Helping liberals get out of their own way.

Klein, a New York Times columnist, and Thompson, an Atlantic staffer, lean to the left, but they aren’t interrogating the usual suspects. Aware that many conservatives have no interest in their opinions, the authors target their own side’s “pathologies.” Why do red states greenlight the kind of renewable energy projects that often languish in blue states? Why does liberal California have the nation’s most severe homelessness and housing affordability crises?
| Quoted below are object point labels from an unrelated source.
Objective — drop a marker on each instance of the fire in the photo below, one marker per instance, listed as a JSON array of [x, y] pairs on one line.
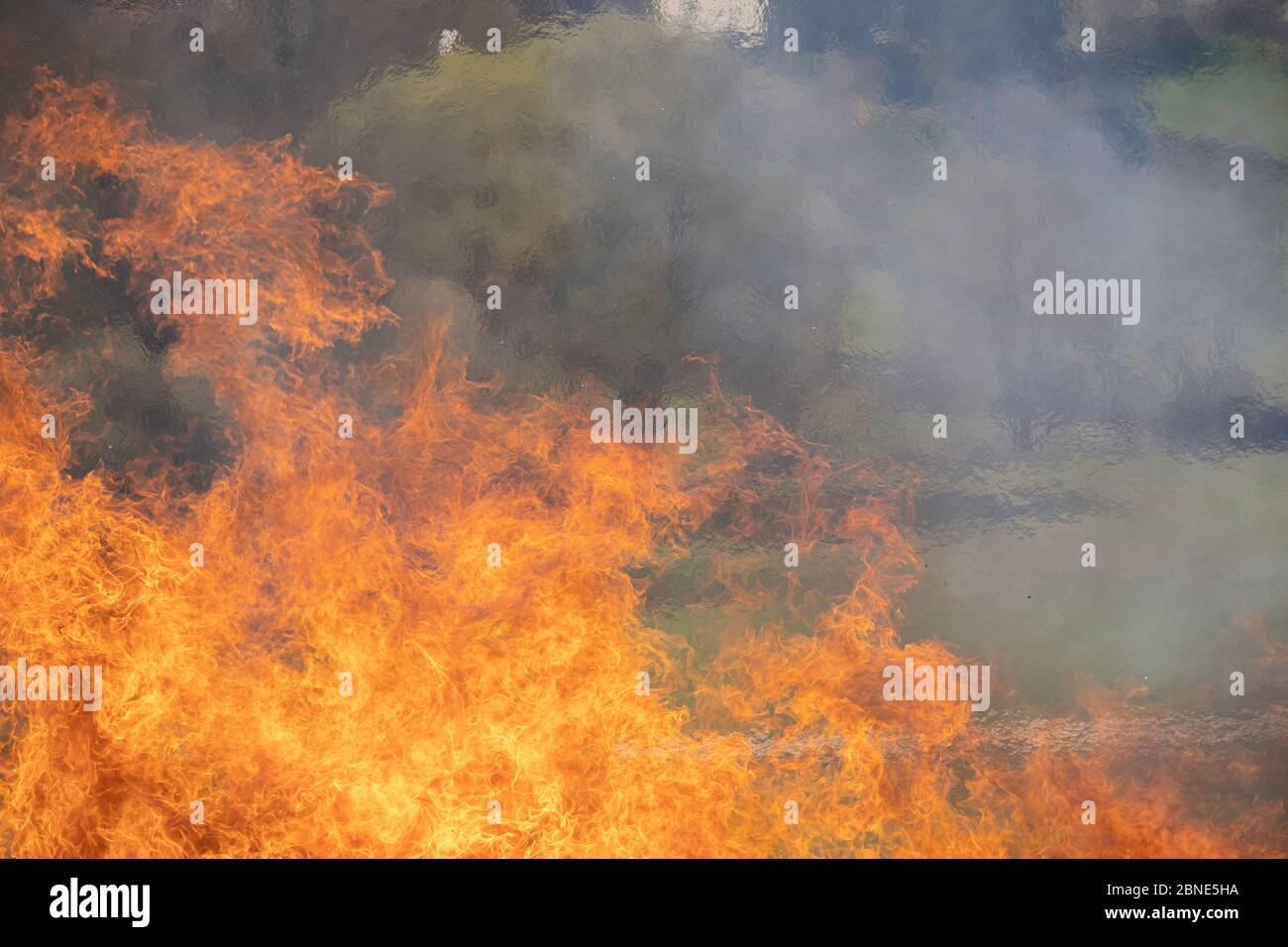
[[475, 684]]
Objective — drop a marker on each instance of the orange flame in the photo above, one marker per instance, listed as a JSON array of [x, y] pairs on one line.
[[472, 684]]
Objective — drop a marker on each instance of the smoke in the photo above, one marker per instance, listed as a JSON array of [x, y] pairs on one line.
[[814, 170]]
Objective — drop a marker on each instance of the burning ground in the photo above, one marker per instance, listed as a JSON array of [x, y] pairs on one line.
[[369, 557]]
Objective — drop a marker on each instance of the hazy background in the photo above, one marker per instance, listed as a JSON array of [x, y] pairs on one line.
[[812, 169]]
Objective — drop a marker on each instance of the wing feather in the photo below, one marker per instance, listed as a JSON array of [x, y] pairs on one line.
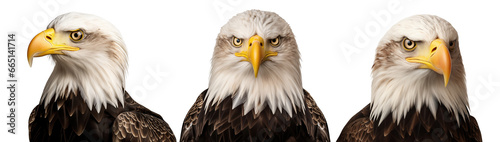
[[136, 126]]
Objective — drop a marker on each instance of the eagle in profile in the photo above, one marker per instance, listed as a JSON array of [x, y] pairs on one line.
[[84, 98], [255, 91], [418, 88]]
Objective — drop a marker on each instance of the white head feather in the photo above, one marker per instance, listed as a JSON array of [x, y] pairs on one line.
[[399, 85], [97, 70], [278, 84]]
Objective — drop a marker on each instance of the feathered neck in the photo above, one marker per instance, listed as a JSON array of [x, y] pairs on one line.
[[99, 80], [278, 85], [397, 92]]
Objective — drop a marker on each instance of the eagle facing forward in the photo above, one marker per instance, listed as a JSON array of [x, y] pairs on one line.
[[418, 88], [255, 90], [84, 98]]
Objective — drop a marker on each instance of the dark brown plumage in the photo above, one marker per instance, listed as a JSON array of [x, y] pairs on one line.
[[221, 123], [69, 119], [416, 126]]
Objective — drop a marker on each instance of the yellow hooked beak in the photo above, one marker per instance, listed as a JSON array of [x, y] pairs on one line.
[[45, 43], [437, 58], [255, 53]]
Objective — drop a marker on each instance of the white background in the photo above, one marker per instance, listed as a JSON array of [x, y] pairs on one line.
[[176, 39]]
One big reason: Liberal leadership has ensnared itself in a web of well-intentioned yet often onerous “goals, standards, and rules.” This “procedural kludge,” partially shaped by lawyers who pioneered a “democracy by lawsuit” strategy in the 1960s, threatens to stymie key breakthroughs. Consider the anti-pollution laws passed after World War II. In the decades since, homeowners’ groups in liberal locales have cited such statutes in lawsuits meant to stop new affordable housing. Today, these laws “block the clean energy projects” required to tackle climate change. Nuclear energy is “inarguably safer” than the fossil fuel variety, but because Washington doesn’t always “properly weigh risk,” it almost never builds new reactors. Meanwhile, technologies that may cure disease or slash the carbon footprint of cement production benefit from government support, but too often the grant process “rewards caution and punishes outsider thinking.” The authors call this style of governing “everything-bagel liberalism,” so named because of its many government mandates. Instead, they envision “a politics of abundance” that would remake travel, work, and health. This won’t happen without “changing the processes that make building and inventing so hard.” It’s time, then, to scrutinize everything from municipal zoning regulations to the paperwork requirements for scientists getting federal funding. The authors’ debut as a duo is very smart and eminently useful.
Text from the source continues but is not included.